^ Frank Appleton, Scottie McLellan, and John Mitchell at the Great Canadian Beer Festival in Victoria.
On July 26, 1980, Labatt, Molson, and Carling O’Keefe locked out their unionized workers on the threat of a strike, and stopped distributing beer in BC. Since the Big Three produced all the beer sold in the province at that time, their strategy was to create a beer drought that would turn the public against the unions. What they didn’t count on was John Mitchell.
Mitchell was co-owner and manager of the Troller Pub in Horseshoe Bay. It was a popular local, reminiscent of the pubs in his native England. The only thing missing was the flavourful Real Ale he had enjoyed in his youth. In contrast, what passed for beer in BC then was “pale yellow, bland, fizzy swill that embodied the Myth of the Three Cs—that beer must be cold, clear, and carbonated,” recalled Mitchell.
In the first couple weeks of the lockout, only cider was available for sale. Then, the Liquor Administration Branch imported beer from Washington state as a stop-gap, but that lasted for only three weeks before there was, again, no beer to be sold. Mitchell resolved to brew his own beer for Troller, an idea he had first read about in The Illustrated London News. However, due to tied-house restrictions, brewpubs were illegal in BC. This would have to be changed.
Mitchell first lobbied Allan Gould, General Manager of the BC Liquor Administration Branch. Gould was supportive, but advised him that a presentation would need to be given to the Minister of Consumer and Corporate Affairs, Peter Hyndman, if any amendments to the Liquor Control and Licensing Act were to be made.
^ John Mitchell and his son, Andrew, toast with the first pints of Bay Ale served at Troller Pub in June 1982.
Not being a brewer or familiar with brewery operations, Mitchell was at a bit of a loss as to how to proceed. But as luck would have it, Roger Cross, a Troller regular, passed along an article from The Harrowsmith Reader II written by Frank Appleton on the decline of Canadian beer quality and how to homebrew. Mitchell contacted him the following day and the two subsequently formulated a plan for Canada’s first brewpub to present to Hyndman.

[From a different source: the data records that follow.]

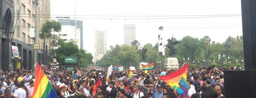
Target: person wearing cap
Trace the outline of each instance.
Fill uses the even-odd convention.
[[[125,95],[125,98],[133,98],[133,96],[131,93],[125,93],[124,95]]]
[[[159,78],[157,78],[156,80],[154,81],[153,83],[153,92],[154,95],[154,98],[163,98],[163,87],[161,85],[157,84],[156,87],[156,82],[160,80]]]
[[[60,93],[62,96],[64,96],[66,98],[67,97],[70,96],[69,94],[69,93],[67,91],[67,86],[64,83],[62,83],[60,85]]]
[[[143,93],[140,90],[140,87],[136,84],[133,85],[133,98],[139,98],[144,95]]]

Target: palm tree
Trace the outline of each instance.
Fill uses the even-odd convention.
[[[208,61],[209,61],[209,54],[208,53],[208,47],[209,45],[211,44],[211,38],[209,38],[208,36],[205,36],[202,38],[202,41],[204,43],[205,45],[205,48],[206,48],[206,50],[207,52],[207,57],[208,57]]]

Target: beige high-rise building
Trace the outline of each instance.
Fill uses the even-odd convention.
[[[107,52],[107,32],[94,32],[94,61],[99,60]]]
[[[50,20],[50,0],[39,0],[37,13],[36,15],[36,5],[34,0],[2,0],[0,2],[0,31],[7,33],[1,36],[0,44],[3,49],[0,50],[0,65],[3,71],[16,70],[18,67],[24,68],[27,70],[34,69],[34,30],[31,28],[36,28],[37,34],[42,24],[47,20]],[[37,26],[35,20],[37,20]],[[6,18],[5,18],[5,17]],[[2,26],[5,26],[4,27]],[[31,33],[31,34],[30,34]],[[30,34],[34,33],[34,34]],[[0,33],[2,34],[2,33]],[[36,35],[38,37],[38,35]],[[37,61],[45,65],[49,64],[50,56],[49,52],[49,39],[46,40],[46,50],[43,50],[43,40],[37,37],[37,43],[40,44],[37,50]],[[18,53],[13,52],[14,48],[18,49]],[[44,52],[46,53],[44,53]]]
[[[125,24],[123,26],[125,33],[125,44],[130,45],[131,43],[136,40],[136,31],[135,24]]]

In what Mitchell describes as a stroke of “incredible luck”, the brewpub concept was approved in the fall of 1981, but with a caveat in the amended legislation requiring a commercial road to separate the brewery and the pub. Nevertheless, it was enough for Mitchell to obtain a brewing license. Appleton then built the brewing system with used dairy equipment, trained Mitchell how to brew, and created the recipe for the Canada’s first craft beer since Prohibition — Bay Ale, an English bitter inspired by Fuller’s London Pride.
In June of 1982, Horseshoe Bay Brewery and Troller Pub served their first beer to the public. It was an instant success. Mitchell had calculated that they would need to sell one or two kegs a day to break even. Eight were sold on the first day. Within two weeks, they ran out of beer. With a capacity of producing 32 kegs per week, they struggled, and sometimes failed, to keep up with demand. Despite this success, MItchell’s business partners did not share his vision of being able to serve international visitors coming for Expo 86, something much better than “ersatz fizz”. Within a year, he and Appleton left, and the brewery was closed.

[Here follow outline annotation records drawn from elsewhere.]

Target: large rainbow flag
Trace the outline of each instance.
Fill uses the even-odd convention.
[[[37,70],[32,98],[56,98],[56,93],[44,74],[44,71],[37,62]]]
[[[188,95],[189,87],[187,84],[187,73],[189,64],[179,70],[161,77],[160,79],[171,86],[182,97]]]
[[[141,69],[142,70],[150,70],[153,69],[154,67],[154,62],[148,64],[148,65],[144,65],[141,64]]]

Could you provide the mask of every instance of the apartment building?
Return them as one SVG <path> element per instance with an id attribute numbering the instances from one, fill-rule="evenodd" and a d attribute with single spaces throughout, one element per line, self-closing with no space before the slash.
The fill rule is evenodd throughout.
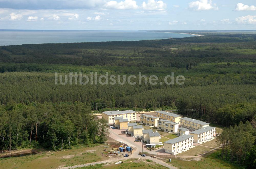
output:
<path id="1" fill-rule="evenodd" d="M 164 131 L 177 133 L 178 132 L 178 128 L 179 128 L 179 123 L 170 121 L 164 122 Z"/>
<path id="2" fill-rule="evenodd" d="M 102 118 L 108 121 L 109 124 L 115 122 L 115 117 L 122 117 L 124 119 L 127 119 L 129 121 L 137 121 L 137 112 L 132 110 L 123 111 L 113 110 L 103 111 L 102 112 Z"/>
<path id="3" fill-rule="evenodd" d="M 141 123 L 155 127 L 157 126 L 157 120 L 159 119 L 159 117 L 144 114 L 141 115 L 140 119 Z"/>
<path id="4" fill-rule="evenodd" d="M 144 142 L 147 142 L 147 143 L 149 142 L 150 141 L 149 135 L 148 135 L 148 134 L 150 133 L 154 133 L 154 132 L 151 129 L 142 130 L 142 134 L 143 135 L 143 141 Z"/>
<path id="5" fill-rule="evenodd" d="M 132 126 L 133 130 L 132 136 L 134 137 L 142 137 L 143 136 L 142 131 L 144 130 L 143 127 L 141 125 L 134 125 Z"/>
<path id="6" fill-rule="evenodd" d="M 180 124 L 182 126 L 194 130 L 209 126 L 210 124 L 204 121 L 188 117 L 183 117 L 180 118 Z"/>
<path id="7" fill-rule="evenodd" d="M 162 110 L 156 111 L 156 116 L 158 117 L 160 119 L 166 120 L 179 123 L 179 119 L 181 118 L 181 116 L 177 114 Z"/>
<path id="8" fill-rule="evenodd" d="M 182 152 L 193 146 L 194 136 L 191 135 L 183 135 L 164 142 L 165 152 L 173 155 Z"/>
<path id="9" fill-rule="evenodd" d="M 150 133 L 148 133 L 148 135 L 150 144 L 155 144 L 156 145 L 159 145 L 160 134 L 159 133 L 157 132 Z"/>
<path id="10" fill-rule="evenodd" d="M 190 132 L 194 136 L 194 143 L 201 144 L 212 140 L 216 135 L 215 127 L 207 126 Z"/>
<path id="11" fill-rule="evenodd" d="M 127 130 L 128 129 L 128 119 L 120 119 L 119 120 L 119 129 Z"/>
<path id="12" fill-rule="evenodd" d="M 157 120 L 157 129 L 164 130 L 164 123 L 168 121 L 167 120 L 161 119 Z"/>
<path id="13" fill-rule="evenodd" d="M 127 124 L 128 126 L 128 134 L 131 134 L 133 133 L 133 126 L 137 125 L 136 123 L 128 123 Z"/>
<path id="14" fill-rule="evenodd" d="M 189 130 L 187 128 L 184 128 L 184 127 L 178 128 L 177 134 L 179 136 L 182 136 L 184 134 L 189 135 Z"/>
<path id="15" fill-rule="evenodd" d="M 115 127 L 117 129 L 118 129 L 118 126 L 120 126 L 120 124 L 119 123 L 119 120 L 123 119 L 123 118 L 124 117 L 123 116 L 115 117 L 114 118 L 114 120 L 115 120 Z"/>

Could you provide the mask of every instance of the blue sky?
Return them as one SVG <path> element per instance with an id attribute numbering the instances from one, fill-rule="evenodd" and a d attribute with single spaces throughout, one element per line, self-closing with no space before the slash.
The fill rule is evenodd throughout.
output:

^ John Mitchell behind the bar at Spinnakers with the original four ales he created for the brewpub.
A chance meeting with Paul Hadfield at a private beer tasting in 1983 resulted in Mitchell being invited to help found Spinnakers in Victoria with another partner, Ray Ginnever. Mitchell had Appleton design the brewhouse, and with his help, created their first four ales — Spinnaker Pale, Mitchell’s ESB, Mt. Tolmie Dark, and Empress Stout. More regulatory hurdles at the municipal, provincial, and federal level needed to be overcome, but a year later on Saturday, June 16, the doors to Canada’s first in-house brewpub opened to the public.
Horseshoe Bay Brewery and Spinnakers not only inspired other entrepreneurs to follow, they pried us loose from the stranglehold of the Big Three. Thanks to John Mitchell, Frank Appleton, Peter Hyndman, and other pioneers, the foundation was established for a craft brewing industry that has significantly changed the manner in which beer is enjoyed in British Columbia today.
In 2001, Mitchell wrote in Brewed in Canada,
Still the optimist, I am looking for the spot where I can find good fellowship, marvellous food and cask conditioned Real Ale, in that order – and at a reasonable price. I am confident that sometime in this Twenty First century my aspirations will come true!
On Friday, May 18, at 5:00pm, John Mitchell will tap the first cask of VCBW 2012 Collaboration Ale at the Roundhouse Community Arts & Recreation Centre to officially open Vancouver Craft Beer Week.